To understand air movement, meteorologists imagine a discrete volume of air, known as an air parcel, moving independently within the atmosphere. As an air parcel ascends, it encounters lower atmospheric pressure. Conversely, a sinking air parcel moves into regions of higher surrounding air pressure. These pressure differences cause the air parcel to expand or compress, directly impacting its temperature.

The Principle of Adiabatic Change

Air temperature changes with vertical movement due to adiabatic change. This process occurs when an air parcel expands or compresses without exchanging heat with its environment.

When an air parcel rises, it expands due to lower pressure. This expansion causes air molecules to spread, using internal energy and decreasing the parcel’s temperature.

Conversely, when an air parcel sinks, it is compressed by higher atmospheric pressure.
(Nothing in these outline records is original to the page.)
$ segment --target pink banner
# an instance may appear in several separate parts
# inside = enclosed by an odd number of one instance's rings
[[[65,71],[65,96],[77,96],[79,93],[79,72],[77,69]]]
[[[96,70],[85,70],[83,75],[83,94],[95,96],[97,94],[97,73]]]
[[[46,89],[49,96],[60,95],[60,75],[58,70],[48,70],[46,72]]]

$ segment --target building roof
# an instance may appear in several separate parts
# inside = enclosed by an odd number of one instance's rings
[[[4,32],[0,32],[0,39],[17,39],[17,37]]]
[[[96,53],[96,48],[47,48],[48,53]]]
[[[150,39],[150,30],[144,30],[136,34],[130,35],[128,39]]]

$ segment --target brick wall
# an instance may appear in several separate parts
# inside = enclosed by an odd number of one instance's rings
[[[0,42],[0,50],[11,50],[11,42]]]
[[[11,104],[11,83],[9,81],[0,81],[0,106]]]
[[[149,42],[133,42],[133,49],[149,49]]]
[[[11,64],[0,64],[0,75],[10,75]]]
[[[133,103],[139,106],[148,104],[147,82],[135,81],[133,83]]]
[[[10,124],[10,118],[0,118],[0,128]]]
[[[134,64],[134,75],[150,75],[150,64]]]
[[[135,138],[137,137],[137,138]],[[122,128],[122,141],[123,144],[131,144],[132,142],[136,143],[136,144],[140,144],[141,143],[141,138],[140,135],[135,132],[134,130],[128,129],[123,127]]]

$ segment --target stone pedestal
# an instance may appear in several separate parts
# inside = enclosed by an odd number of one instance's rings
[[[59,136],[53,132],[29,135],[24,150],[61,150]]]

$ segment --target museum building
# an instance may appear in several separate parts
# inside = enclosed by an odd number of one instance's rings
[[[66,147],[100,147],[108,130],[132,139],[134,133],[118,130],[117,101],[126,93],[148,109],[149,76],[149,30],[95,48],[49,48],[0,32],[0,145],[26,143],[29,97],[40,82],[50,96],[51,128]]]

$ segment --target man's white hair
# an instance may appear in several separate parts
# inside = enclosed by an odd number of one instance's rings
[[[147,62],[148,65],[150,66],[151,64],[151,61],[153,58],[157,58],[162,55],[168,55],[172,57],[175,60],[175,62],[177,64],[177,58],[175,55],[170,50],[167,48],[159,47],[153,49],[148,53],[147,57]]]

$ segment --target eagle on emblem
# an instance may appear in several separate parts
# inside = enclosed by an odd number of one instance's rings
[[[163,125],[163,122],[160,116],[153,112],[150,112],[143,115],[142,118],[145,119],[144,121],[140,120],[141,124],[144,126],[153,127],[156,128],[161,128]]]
This compression forces molecules closer, increasing their kinetic energy and raising the parcel’s temperature. For unsaturated air, this cooling or warming occurs at a consistent rate, known as the dry adiabatic lapse rate, approximately 9.8 degrees Celsius per kilometer or 5.5 degrees Fahrenheit per 1,000 feet.

Rising Air: Cooling and Cloud Formation

As an air parcel rises, it cools adiabatically at the dry adiabatic lapse rate. If this rising air contains moisture, its temperature will eventually drop to the dew point. The dew point is the temperature at which the air becomes saturated with water vapor, leading to condensation. At this point, water vapor transforms into liquid water droplets or ice crystals, forming clouds.

Further ascent of the saturated air parcel leads to continued cooling, but at a slower rate called the moist adiabatic lapse rate, which is roughly 6 degrees Celsius per kilometer or 3.3 degrees Fahrenheit per 1,000 feet. This slower cooling occurs because the condensation process releases latent heat into the air parcel, partially offsetting the cooling due to expansion. This phenomenon is observable in the formation of cumulus clouds on sunny days or when air is forced upwards over mountain ranges, creating orographic clouds and precipitation.

Sinking Air: Warming and Clear Skies

When an air parcel descends, it undergoes adiabatic warming as it is compressed by increasing atmospheric pressure. This warming occurs at the dry adiabatic lapse rate, approximately 9.8 degrees Celsius per kilometer. As the air warms, its capacity to hold water vapor increases, causing any existing moisture within the parcel to evaporate. This process typically leads to clear, cloud-free skies and stable atmospheric conditions.

Sinking air is a characteristic feature of high-pressure systems, which are often associated with fair weather. A notable example of this warming effect is seen in foehn or chinook winds, which occur when moist air rises over one side of a mountain range, loses its moisture as precipitation, and then descends on the leeward side, warming significantly as it sinks. These winds can cause dramatic temperature increases, sometimes raising temperatures by 20 degrees Celsius in a few hours or even 49 degrees Fahrenheit in two minutes. Another consequence of sinking air is the formation of temperature inversions, where a layer of warmer air sits above cooler air, suppressing vertical mixing and potentially trapping pollutants near the surface.